Gov. Phil Bryant names new state auditor to replace…
Gov. Phil Bryant on Friday appointed Shad White as state auditor — a surprise to most state political observers — to replace Stacey Pickering, who is leaving around July 15.
Bryant, who announced White’s appointment standing in the same spot in the Governor’s Mansion as when former Gov. Kirk Fordice appointed Bryant auditor in 1996, said he sought to appoint someone who wants to serve long-term as state auditor, not someone who wants to use the office as a political stepping stone to higher offices.
He said he also wanted someone with “independence” who does not have numerous political relationships with the government officials and institutions he’ll be auditing.
White, a former policy director for Bryant when Bryant served was lieutenant governor and Bryant’s campaign manager in 2015, appears to fit that bill.
White, 32, of Rankin County, has never held elected office. He’s been serving since late last year as director of the conservative Mississippi Justice Institute, which legally represents citizens and businesses in constitutional rights cases.
He is a Harvard Law School grad and former Truman Scholar at the University of Mississippi, where he received a bachelor’s degree in economics. He studied as a Rhodes Scholar at the University of Oxford in England and has forensic accounting certification from the University of North Carolina-Charlotte.
Most politicos’ short lists of Bryant’s likely picks included ambitious legislators and other elected veterans likely interested in moving up in statewide and federal offices.
White will finish Pickering’s unexpired term through January 2020, and is expected to run for election to a four-year term next year. Pickering is leaving office to become director of the Mississippi State Veterans Affairs Board.
“Shad’s credentials and ability are without question,” Bryant said. “He has proven himself a champion of limited government that serves the taxpayers. He is the perfect fit for this important office.”
Bryant said White “is a millennial who came back to Mississippi from Oxford, England … who could be practicing law in New York for an exorbitant salary,” but has chosen public service for the $90,000-a-year auditor’s salary.
Bryant said he’s confident White can win election to the post and said he will help him do so.
White is a native of Sandersville, from a blue-collar family, a release from Bryant’s office said. His father was an oilfield worker and music minister who today serves as mayor of the 731-population Sandersville. White’s mother was a teacher.
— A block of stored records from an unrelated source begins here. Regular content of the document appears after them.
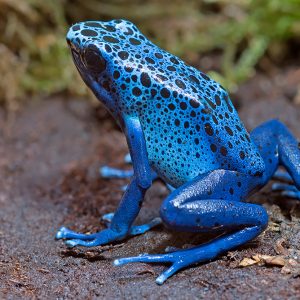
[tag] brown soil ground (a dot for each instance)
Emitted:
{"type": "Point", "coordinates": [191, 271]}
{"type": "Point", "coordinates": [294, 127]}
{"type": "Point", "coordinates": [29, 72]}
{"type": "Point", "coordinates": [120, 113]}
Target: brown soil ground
{"type": "Point", "coordinates": [49, 160]}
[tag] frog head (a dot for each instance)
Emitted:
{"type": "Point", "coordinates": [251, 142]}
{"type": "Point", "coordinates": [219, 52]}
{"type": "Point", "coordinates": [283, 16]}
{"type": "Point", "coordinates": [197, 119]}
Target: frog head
{"type": "Point", "coordinates": [101, 52]}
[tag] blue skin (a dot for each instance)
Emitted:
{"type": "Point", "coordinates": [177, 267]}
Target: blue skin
{"type": "Point", "coordinates": [181, 126]}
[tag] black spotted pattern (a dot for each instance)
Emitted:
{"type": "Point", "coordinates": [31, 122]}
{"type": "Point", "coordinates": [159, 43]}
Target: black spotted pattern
{"type": "Point", "coordinates": [189, 122]}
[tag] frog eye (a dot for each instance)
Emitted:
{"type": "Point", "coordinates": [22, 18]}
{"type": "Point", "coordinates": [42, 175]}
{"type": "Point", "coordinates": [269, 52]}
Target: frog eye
{"type": "Point", "coordinates": [93, 60]}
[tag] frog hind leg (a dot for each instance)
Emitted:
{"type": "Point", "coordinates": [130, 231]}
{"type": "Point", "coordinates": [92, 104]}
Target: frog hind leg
{"type": "Point", "coordinates": [209, 202]}
{"type": "Point", "coordinates": [278, 146]}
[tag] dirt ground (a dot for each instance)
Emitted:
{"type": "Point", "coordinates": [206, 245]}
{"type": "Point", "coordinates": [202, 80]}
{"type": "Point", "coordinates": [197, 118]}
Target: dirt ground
{"type": "Point", "coordinates": [49, 162]}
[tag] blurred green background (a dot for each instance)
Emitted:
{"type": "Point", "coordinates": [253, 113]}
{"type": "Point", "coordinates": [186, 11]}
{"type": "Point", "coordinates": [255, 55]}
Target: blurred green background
{"type": "Point", "coordinates": [230, 39]}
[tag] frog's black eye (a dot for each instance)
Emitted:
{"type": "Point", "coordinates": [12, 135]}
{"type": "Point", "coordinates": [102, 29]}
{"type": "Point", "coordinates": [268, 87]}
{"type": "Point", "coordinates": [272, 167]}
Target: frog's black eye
{"type": "Point", "coordinates": [93, 60]}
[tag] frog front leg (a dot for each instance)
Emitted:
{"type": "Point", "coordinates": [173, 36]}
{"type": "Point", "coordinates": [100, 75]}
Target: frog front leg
{"type": "Point", "coordinates": [209, 203]}
{"type": "Point", "coordinates": [130, 205]}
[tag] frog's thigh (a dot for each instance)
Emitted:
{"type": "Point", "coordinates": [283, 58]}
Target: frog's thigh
{"type": "Point", "coordinates": [211, 201]}
{"type": "Point", "coordinates": [277, 145]}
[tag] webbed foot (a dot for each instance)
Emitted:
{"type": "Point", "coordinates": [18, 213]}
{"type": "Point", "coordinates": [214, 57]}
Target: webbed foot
{"type": "Point", "coordinates": [177, 259]}
{"type": "Point", "coordinates": [103, 237]}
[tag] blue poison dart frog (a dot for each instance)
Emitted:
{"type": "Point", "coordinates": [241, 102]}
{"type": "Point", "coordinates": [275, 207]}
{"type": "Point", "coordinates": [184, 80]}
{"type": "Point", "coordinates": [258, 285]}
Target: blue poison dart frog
{"type": "Point", "coordinates": [181, 127]}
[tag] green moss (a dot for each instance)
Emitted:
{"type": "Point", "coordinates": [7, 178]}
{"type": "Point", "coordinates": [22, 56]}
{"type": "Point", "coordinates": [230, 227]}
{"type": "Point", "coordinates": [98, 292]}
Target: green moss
{"type": "Point", "coordinates": [240, 32]}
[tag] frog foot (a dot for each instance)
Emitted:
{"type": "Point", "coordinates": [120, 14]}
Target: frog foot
{"type": "Point", "coordinates": [287, 190]}
{"type": "Point", "coordinates": [177, 259]}
{"type": "Point", "coordinates": [103, 237]}
{"type": "Point", "coordinates": [137, 229]}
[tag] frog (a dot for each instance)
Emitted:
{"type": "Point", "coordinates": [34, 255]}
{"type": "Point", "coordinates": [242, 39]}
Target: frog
{"type": "Point", "coordinates": [180, 126]}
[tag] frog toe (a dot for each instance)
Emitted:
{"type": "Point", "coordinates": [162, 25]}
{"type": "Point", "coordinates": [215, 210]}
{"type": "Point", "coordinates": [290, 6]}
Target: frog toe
{"type": "Point", "coordinates": [174, 260]}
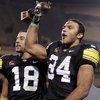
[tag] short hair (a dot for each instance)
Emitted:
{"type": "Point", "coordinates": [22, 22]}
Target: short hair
{"type": "Point", "coordinates": [81, 25]}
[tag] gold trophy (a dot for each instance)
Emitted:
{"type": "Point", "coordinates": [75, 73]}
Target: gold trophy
{"type": "Point", "coordinates": [40, 9]}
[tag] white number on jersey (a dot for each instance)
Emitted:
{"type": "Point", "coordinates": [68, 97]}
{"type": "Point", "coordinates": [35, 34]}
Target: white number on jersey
{"type": "Point", "coordinates": [62, 69]}
{"type": "Point", "coordinates": [27, 78]}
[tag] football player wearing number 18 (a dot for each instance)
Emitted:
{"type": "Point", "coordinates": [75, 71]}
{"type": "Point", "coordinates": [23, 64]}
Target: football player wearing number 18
{"type": "Point", "coordinates": [23, 74]}
{"type": "Point", "coordinates": [70, 64]}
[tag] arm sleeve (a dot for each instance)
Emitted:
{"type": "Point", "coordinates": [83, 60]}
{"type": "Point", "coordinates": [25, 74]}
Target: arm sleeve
{"type": "Point", "coordinates": [90, 56]}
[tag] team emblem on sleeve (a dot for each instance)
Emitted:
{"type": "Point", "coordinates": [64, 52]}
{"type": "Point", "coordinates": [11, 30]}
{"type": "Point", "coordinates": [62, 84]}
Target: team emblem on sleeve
{"type": "Point", "coordinates": [91, 54]}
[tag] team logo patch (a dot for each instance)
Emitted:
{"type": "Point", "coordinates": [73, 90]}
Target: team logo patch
{"type": "Point", "coordinates": [91, 54]}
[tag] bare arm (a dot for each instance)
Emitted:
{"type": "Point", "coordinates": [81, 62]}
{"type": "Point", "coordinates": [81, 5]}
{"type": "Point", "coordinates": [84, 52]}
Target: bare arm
{"type": "Point", "coordinates": [84, 82]}
{"type": "Point", "coordinates": [32, 45]}
{"type": "Point", "coordinates": [4, 92]}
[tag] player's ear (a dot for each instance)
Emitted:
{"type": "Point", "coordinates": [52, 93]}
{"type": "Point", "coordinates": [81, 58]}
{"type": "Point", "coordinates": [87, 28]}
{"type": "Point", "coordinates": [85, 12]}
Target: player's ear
{"type": "Point", "coordinates": [79, 35]}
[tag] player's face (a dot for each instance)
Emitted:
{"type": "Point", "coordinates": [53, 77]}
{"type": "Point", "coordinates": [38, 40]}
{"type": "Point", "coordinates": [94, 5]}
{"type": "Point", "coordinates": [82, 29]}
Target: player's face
{"type": "Point", "coordinates": [69, 32]}
{"type": "Point", "coordinates": [20, 42]}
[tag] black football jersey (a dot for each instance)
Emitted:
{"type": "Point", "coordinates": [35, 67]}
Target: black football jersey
{"type": "Point", "coordinates": [26, 77]}
{"type": "Point", "coordinates": [64, 64]}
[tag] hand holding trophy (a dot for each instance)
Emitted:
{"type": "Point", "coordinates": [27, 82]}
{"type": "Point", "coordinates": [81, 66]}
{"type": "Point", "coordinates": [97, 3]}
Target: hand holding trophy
{"type": "Point", "coordinates": [40, 9]}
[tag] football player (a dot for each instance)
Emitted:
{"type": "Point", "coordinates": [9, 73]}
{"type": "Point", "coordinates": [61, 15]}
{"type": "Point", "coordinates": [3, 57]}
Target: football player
{"type": "Point", "coordinates": [71, 64]}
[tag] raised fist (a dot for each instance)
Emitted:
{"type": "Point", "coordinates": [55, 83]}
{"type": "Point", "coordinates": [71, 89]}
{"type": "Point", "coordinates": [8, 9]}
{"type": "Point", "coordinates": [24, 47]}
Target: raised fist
{"type": "Point", "coordinates": [42, 8]}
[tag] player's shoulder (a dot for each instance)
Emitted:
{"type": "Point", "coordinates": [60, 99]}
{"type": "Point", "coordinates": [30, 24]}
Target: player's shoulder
{"type": "Point", "coordinates": [54, 43]}
{"type": "Point", "coordinates": [88, 45]}
{"type": "Point", "coordinates": [8, 56]}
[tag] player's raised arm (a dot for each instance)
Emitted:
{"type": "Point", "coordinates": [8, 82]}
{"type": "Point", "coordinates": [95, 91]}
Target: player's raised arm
{"type": "Point", "coordinates": [32, 45]}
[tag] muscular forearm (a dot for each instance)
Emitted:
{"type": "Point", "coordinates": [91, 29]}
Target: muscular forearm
{"type": "Point", "coordinates": [77, 94]}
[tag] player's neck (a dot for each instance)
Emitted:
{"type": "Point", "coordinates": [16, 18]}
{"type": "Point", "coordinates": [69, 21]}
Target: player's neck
{"type": "Point", "coordinates": [77, 42]}
{"type": "Point", "coordinates": [25, 56]}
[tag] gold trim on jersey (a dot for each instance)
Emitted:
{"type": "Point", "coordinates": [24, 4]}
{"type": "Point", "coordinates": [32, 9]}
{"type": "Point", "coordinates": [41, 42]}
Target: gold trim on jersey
{"type": "Point", "coordinates": [91, 54]}
{"type": "Point", "coordinates": [1, 63]}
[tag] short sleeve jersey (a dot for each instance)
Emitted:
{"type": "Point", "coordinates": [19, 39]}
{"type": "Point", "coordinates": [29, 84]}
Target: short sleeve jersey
{"type": "Point", "coordinates": [63, 67]}
{"type": "Point", "coordinates": [26, 78]}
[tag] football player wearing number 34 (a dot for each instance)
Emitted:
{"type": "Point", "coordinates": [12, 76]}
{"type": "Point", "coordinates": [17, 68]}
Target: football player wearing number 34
{"type": "Point", "coordinates": [71, 64]}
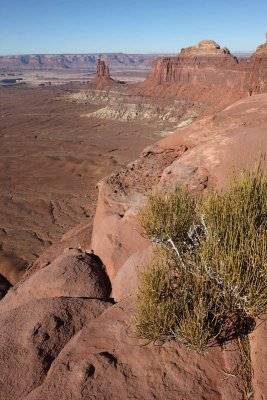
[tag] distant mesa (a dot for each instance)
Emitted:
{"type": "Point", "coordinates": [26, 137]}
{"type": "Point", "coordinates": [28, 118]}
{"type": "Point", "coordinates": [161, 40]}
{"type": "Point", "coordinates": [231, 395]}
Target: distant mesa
{"type": "Point", "coordinates": [261, 50]}
{"type": "Point", "coordinates": [102, 74]}
{"type": "Point", "coordinates": [205, 47]}
{"type": "Point", "coordinates": [102, 69]}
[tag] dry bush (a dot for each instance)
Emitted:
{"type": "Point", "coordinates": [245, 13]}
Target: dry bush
{"type": "Point", "coordinates": [208, 281]}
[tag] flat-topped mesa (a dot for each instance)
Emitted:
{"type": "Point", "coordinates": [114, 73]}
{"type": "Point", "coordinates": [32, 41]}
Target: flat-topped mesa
{"type": "Point", "coordinates": [102, 74]}
{"type": "Point", "coordinates": [205, 65]}
{"type": "Point", "coordinates": [261, 51]}
{"type": "Point", "coordinates": [209, 73]}
{"type": "Point", "coordinates": [102, 69]}
{"type": "Point", "coordinates": [205, 48]}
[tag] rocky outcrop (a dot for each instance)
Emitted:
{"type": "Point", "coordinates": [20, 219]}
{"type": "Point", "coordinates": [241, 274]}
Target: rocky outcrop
{"type": "Point", "coordinates": [200, 155]}
{"type": "Point", "coordinates": [72, 61]}
{"type": "Point", "coordinates": [102, 74]}
{"type": "Point", "coordinates": [198, 72]}
{"type": "Point", "coordinates": [106, 361]}
{"type": "Point", "coordinates": [102, 70]}
{"type": "Point", "coordinates": [72, 274]}
{"type": "Point", "coordinates": [32, 336]}
{"type": "Point", "coordinates": [78, 348]}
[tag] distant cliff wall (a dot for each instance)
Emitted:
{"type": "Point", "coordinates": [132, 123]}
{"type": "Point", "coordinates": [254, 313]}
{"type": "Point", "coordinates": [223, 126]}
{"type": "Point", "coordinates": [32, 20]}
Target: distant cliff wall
{"type": "Point", "coordinates": [208, 66]}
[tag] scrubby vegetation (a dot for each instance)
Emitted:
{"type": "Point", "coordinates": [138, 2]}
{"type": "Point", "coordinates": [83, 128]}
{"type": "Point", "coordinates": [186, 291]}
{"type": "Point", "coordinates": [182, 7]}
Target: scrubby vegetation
{"type": "Point", "coordinates": [208, 278]}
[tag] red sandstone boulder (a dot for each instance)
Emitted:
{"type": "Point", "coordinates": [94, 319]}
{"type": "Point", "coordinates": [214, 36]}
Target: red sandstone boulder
{"type": "Point", "coordinates": [32, 336]}
{"type": "Point", "coordinates": [12, 267]}
{"type": "Point", "coordinates": [73, 274]}
{"type": "Point", "coordinates": [126, 282]}
{"type": "Point", "coordinates": [106, 361]}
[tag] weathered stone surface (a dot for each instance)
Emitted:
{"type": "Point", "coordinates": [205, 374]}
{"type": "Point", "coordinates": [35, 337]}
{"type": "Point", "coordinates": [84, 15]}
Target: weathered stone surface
{"type": "Point", "coordinates": [102, 74]}
{"type": "Point", "coordinates": [73, 274]}
{"type": "Point", "coordinates": [126, 282]}
{"type": "Point", "coordinates": [198, 72]}
{"type": "Point", "coordinates": [106, 361]}
{"type": "Point", "coordinates": [11, 267]}
{"type": "Point", "coordinates": [32, 336]}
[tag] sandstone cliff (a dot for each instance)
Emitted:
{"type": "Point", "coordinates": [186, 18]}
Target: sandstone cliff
{"type": "Point", "coordinates": [70, 340]}
{"type": "Point", "coordinates": [102, 74]}
{"type": "Point", "coordinates": [209, 73]}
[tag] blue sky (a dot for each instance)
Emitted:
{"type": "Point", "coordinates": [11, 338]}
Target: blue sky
{"type": "Point", "coordinates": [137, 26]}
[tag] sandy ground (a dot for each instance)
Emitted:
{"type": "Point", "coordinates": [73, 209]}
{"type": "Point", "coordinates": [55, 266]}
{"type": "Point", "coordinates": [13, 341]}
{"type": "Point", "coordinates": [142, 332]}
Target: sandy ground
{"type": "Point", "coordinates": [50, 161]}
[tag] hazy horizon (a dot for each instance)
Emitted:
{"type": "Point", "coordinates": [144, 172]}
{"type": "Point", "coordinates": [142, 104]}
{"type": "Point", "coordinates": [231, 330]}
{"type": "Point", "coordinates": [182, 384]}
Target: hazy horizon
{"type": "Point", "coordinates": [151, 27]}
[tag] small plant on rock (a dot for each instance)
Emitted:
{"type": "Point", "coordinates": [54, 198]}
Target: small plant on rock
{"type": "Point", "coordinates": [208, 278]}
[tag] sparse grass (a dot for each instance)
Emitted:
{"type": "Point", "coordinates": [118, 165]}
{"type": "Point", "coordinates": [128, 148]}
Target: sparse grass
{"type": "Point", "coordinates": [208, 277]}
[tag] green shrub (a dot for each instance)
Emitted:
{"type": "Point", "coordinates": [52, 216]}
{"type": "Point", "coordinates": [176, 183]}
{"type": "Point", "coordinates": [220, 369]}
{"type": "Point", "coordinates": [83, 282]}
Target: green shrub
{"type": "Point", "coordinates": [208, 277]}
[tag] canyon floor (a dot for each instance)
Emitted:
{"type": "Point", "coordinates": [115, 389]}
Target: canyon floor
{"type": "Point", "coordinates": [51, 160]}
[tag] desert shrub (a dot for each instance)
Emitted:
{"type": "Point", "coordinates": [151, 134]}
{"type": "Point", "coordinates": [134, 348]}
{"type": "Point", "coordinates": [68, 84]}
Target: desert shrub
{"type": "Point", "coordinates": [208, 277]}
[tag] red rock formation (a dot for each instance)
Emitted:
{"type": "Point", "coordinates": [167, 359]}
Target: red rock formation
{"type": "Point", "coordinates": [198, 72]}
{"type": "Point", "coordinates": [102, 69]}
{"type": "Point", "coordinates": [102, 74]}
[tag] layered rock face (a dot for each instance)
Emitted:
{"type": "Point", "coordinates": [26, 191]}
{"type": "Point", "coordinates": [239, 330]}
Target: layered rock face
{"type": "Point", "coordinates": [207, 66]}
{"type": "Point", "coordinates": [102, 74]}
{"type": "Point", "coordinates": [68, 339]}
{"type": "Point", "coordinates": [102, 69]}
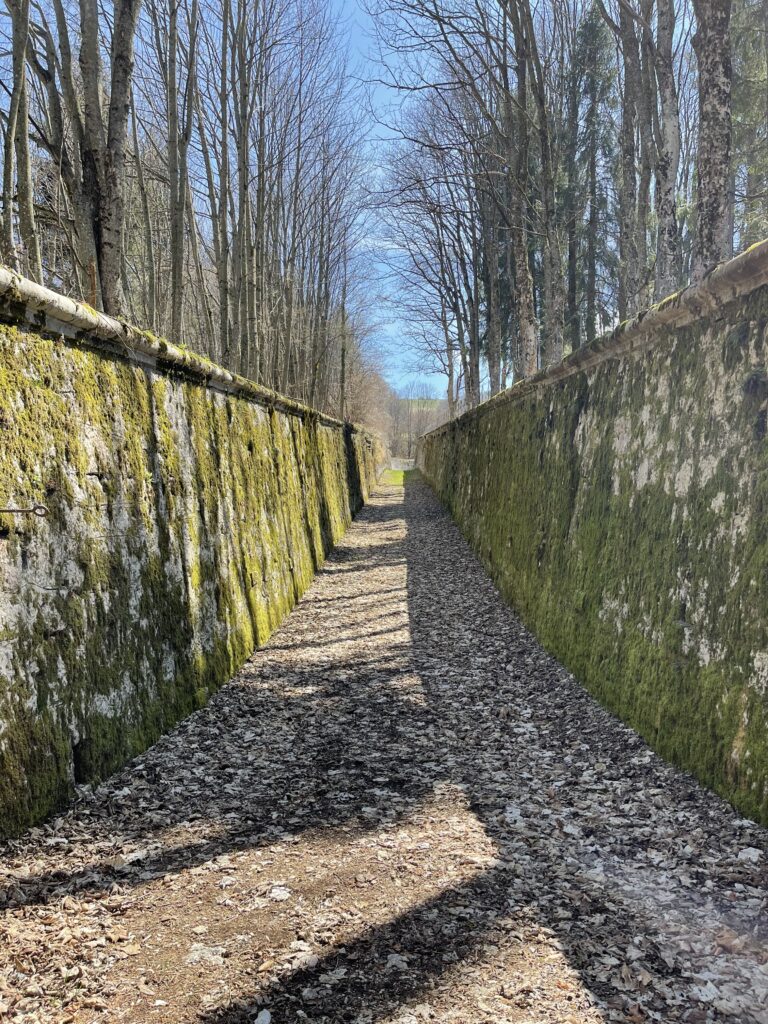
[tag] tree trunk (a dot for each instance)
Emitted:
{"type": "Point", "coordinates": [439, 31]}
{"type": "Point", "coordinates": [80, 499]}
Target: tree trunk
{"type": "Point", "coordinates": [712, 45]}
White on Friday said he learned valuable lessons watching his father come home tired from the oilfield, then head to city hall for meetings as an alderman, then later mayor.
White in 2011 served as the lieutenant governor’s policy director for Bryant and has since practiced law in the private sector and served as a special prosecutor in Rankin County, where he prosecuted felony burglary charges involving the family of an elected official.
At the Mississippi Justice Institute, White has led cases against public officials who violated Mississippi’s ethics and open-government laws.
White vowed to be a watchdog for taxpayers.
“When I take office I can promise you this: That I am going to work myself to the bone to make sure Mississippi is as free from corruption as we can possibly get,” White said. “I promise you I will always tell you the truth, even if it’s not fun. Even if it makes some people uncomfortable. Even if it makes some people who are politically powerful uncomfortable. I don’t care. I am always going to do that.
“I promise you I am going to be fair,” he said. “I know that most people who are in local and state government are doing this for the right reasons, like my dad. I know there is a very small minority of people out there who are not doing it for the right reasons. For those folks who break the law, if you take taxpayer dollars we are going to hold you accountable.
“I’m supposed to safeguard your money,” White said. “I’m going to do everything I can to make sure that none of it is stolen and none of it gets embezzled and none of it is wasted. I promise you that.”